She locked the gate behind her and let herself into the warehouse. Eli lived upstairs, and the downstairs was empty, a huge sprawling area not set up for anything in particular. Shame. It was a great space.

Shaking the early autumn rain from her coat, Isa ran a hand through her hair and pressed a button on the freight elevator to Eli’s lair. Upstairs, she slid open a heavy, metal elevator door and stepped inside, shutting it behind her. No doubt Eli was aware of her entrance. The metal scrape had echoed off high ceilings and tall windows she had no idea how he kept clean. They were, though. Rain pattered the cobweb-free panes as she stepped into the apartment, her mouth gaping in awe. She’d never seen anything like this place.

Stylish exposed brick walls dotted with windows; concrete floors with rugs separating rooms. A long, wooden table encircled by mismatched cloth chairs took up most of the dining room. A leather couch, chair, and coffee table (no TV) marked the living room area. Fat concrete pillars were interspersed with a few dividing walls—like the one hiding the area behind the dining room table.

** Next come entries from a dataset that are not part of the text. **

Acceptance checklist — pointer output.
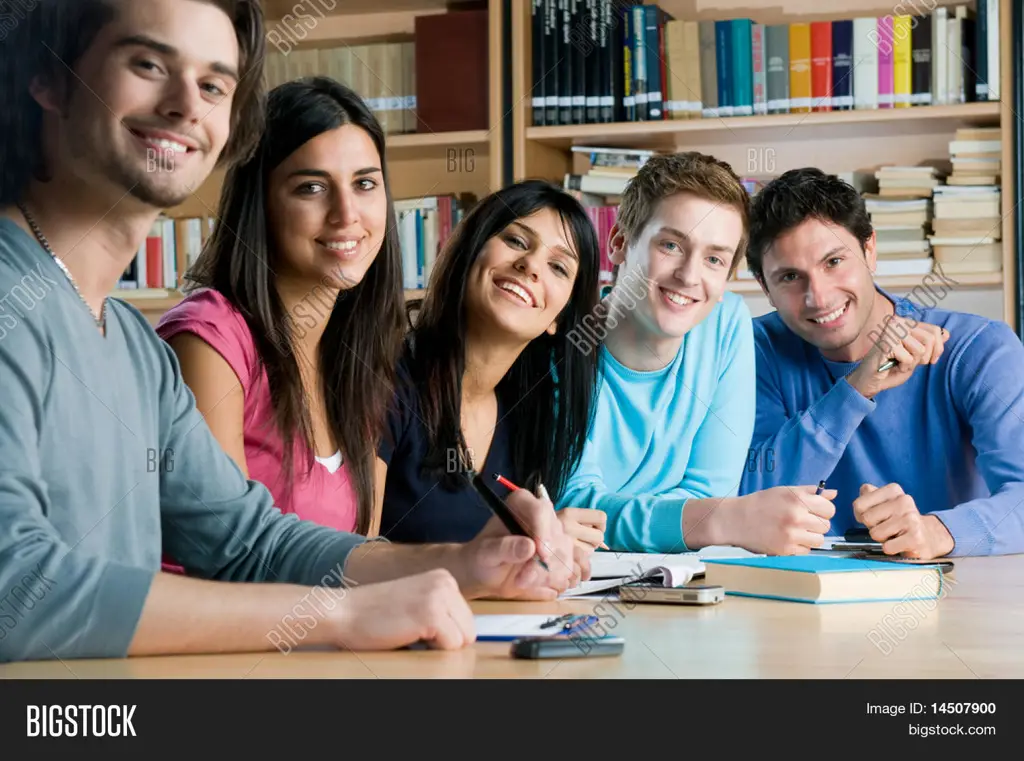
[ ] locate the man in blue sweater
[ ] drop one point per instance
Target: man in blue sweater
(926, 453)
(675, 407)
(115, 110)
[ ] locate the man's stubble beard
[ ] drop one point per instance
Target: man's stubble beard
(134, 179)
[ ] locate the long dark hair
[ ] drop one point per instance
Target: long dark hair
(549, 390)
(50, 41)
(363, 337)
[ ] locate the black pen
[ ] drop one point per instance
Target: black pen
(499, 508)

A bed peeked around a doorway at the end of the corridor, and a room she guessed was a bathroom bisected the hall. To her right was the kitchen, divided by a long countertop and a half wall over the sink.

“Don’t get comfortable,” came a low, male warning from behind the wall that must be hiding Eli’s office.

Heels clicking, then muting when she stepped onto the rug, Isa made her way into the bowels of Eli’s sanctuary, her heart hammering. She wasn’t typically the nervous type, but the dim light inside the warehouse and somber rain pecking the windows gave the space an eerie quality. As she paced closer to the room where the voice had come from, she heard the distinct crackle of a fire.

In the air there was a different kind of crackle entirely, a low buzz of premonition in her bones.

She’d owned her confidence on the phone with Reese, but now that the air in Eli’s home was pressing down on her, she was less sure of her promise to reform the middle Crane brother. Standing in Eli’s hallway was like hovering at the mouth of a cave where a hibernating grizzly bear hid. And she was unarmed.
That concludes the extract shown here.